Is that why you think the film carries itself along with such little dialogue?
Yeah, and we’d also worked on the characters for a long time. The movie isn’t about talking, it’s about all the things that don’t have to be said. A little move of a hand or a short view of something tells us so much more than any words could. I wanted to let the inner characters talk; their thoughts, angst and shyness. So the summer before shooting we met in a shed for a few days to create the frame of the story and start making notes about the characters. After that we met every two months for a weekend to get deeper into the characters, and create a biography for each of them.
Did anything unexpected happen during the making of the film?
A lot of unexpected things happened. One of the funniest was when a few people saw us shooting in a little toilet at a public beach, and thought we were making a porn movie.
The shooting style resembles a series of photographs, with the colours you use and the way the frames are held in one spot for a whole scene.

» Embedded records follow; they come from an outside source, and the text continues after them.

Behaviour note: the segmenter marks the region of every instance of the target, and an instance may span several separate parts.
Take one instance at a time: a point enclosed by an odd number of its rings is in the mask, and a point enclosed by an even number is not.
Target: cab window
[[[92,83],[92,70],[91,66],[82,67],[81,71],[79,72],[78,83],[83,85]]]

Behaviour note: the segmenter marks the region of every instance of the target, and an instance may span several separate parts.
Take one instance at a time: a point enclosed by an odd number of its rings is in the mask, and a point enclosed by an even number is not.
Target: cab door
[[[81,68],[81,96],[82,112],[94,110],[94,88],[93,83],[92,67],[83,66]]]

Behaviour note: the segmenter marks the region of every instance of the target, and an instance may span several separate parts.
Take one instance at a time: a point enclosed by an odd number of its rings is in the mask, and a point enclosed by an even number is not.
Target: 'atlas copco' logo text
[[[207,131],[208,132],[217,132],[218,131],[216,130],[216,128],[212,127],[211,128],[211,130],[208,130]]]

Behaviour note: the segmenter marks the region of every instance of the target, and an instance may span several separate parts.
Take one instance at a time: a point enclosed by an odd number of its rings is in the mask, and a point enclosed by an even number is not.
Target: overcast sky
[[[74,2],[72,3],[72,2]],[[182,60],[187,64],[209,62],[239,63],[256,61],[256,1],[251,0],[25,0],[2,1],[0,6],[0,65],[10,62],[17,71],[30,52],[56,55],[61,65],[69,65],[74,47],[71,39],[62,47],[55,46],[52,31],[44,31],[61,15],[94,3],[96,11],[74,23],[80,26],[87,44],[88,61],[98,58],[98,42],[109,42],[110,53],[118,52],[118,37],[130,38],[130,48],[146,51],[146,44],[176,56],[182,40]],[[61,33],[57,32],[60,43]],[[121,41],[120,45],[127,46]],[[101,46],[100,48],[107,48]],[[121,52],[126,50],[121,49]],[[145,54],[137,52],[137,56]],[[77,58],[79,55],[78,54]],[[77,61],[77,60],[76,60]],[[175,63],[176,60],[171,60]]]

I really love the colours of the Marques. Everything seems to be in a warm yellow tone, which gives everything a sort of falseness. In terms of the frames, it was important for me to hold the characters’ moments. Our everyday lives are so fast, moments where we’re deeply fulfilled, satisfied and touched can be hard to find. So, in the film the characters are standing still, like there’s nothing but the present and no outer influence. Just one question: What do I want to be?